Clutching his walking stick tightly with both hands, he looked me over, then said ponderously: 'So you're the young man who thinks he's an architect.' Awesome stuff that can only be satisfied by a brutal or witty response. I managed neither, to the obvious relief of his family.
But I liked Erno very much, which is why I was so pleased that the bbc included a feature on his masterpiece Trellick Tower in last week's Home Front programme. You know the format: they send the occupants away while their home is 'done up', and then the owner is filmed, predictably exclaiming wonder at the transformation.
Well, this time Lloyd Farmer applied his skills to Zena's flat high up in London's tallest block of council flats, that landmark alongside the M40 flyover. Even Goldfinger, notoriously so restrained in his praise of others, would have applauded the result. Gone were the curtains, three-piece suite and wallpaper with clashing patterns, and instead Zena found bold blocks of colour - duck-egg blue and putty cream - to two main walls. These contrasted well with the textured copper leaf (£100 all up) that adorned one partition and the concrete finish revealed on another to 'mirror the outside . . . ' An especially nice touch was added by the 'Goldfinger' chairs, now reproduced to order by his grandson.
'Mr Goldfinger would be very proud of you,' announced Zena's mum who moved into the building on its completion in 1972.
Of course, Trellick Tower is a great block - so much so that Jonathan Glancey includes it in his new book on 'structures that shaped the century'. There, alongside Gio Ponti's Pirelli Tower, the Seagram Building, Foster's Hongkong and Shanghai Bank, and the luxurious Highpoint One by Lubetkin, Goldfinger's entry is the only municipal tower block.
His work, both here and in Poplar where a similar scheme marks the north exit of the Blackwall Tunnel, stands head and shoulders above those other miserable high-rise schemes that came to epitomise the poverty of this genre.
Based on the 'scissor' sections of Le Corbusier's L'Unite d'Habitation which I had the pleasure to visit last summer, this heroic and Brutalist 'product of structural rationalism', with the rich and varied rhythms and majestic form that distinguish its facades, is, says Glancey, an increasingly coveted address for 'the fashionable young things living around the Portobello Road market of the 1990s'.
But we should spare a thought for those other less successful municipal high-rise blocks: their failure is not all down to bad design.
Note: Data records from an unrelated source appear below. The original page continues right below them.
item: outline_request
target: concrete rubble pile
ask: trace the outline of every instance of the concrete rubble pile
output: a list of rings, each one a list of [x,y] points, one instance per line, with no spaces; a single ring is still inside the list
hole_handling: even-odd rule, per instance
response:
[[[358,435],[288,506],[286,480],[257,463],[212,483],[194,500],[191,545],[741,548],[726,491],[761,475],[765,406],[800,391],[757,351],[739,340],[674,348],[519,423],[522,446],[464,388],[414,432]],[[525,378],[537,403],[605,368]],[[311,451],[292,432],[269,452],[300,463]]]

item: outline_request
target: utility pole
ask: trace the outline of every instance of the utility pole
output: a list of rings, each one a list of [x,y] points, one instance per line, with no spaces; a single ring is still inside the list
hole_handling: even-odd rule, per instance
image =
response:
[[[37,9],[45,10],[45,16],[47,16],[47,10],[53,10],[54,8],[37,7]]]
Indeed, if we could simply shake the unhappy families out, and relocate those buildings in some fashionable Regent's Park address, most of the problems would simply fade away.
Problems that surely would never have been anticipated by Clement Attlee who, when as prime minister opening London's first post-war housing estate, said with what now seems like sickening paternalism: 'I am hoping that you will all be good neighbours.'
Neither the architect, nor neighbourly behaviour, could have survived the problems of poor management, inadequate maintenance and defunct lifts that were to beset these buildings, to say nothing of the social changes that were to materialise around tenure.
But, as Lloyd Farmer said, 'councils are learning to manage these buildings again'.
In the case of the more distinguished municipal schemes, we may well hope that they are not too late. There are still plenty of people around who like to be the first to see the sunrise and the last to see it set.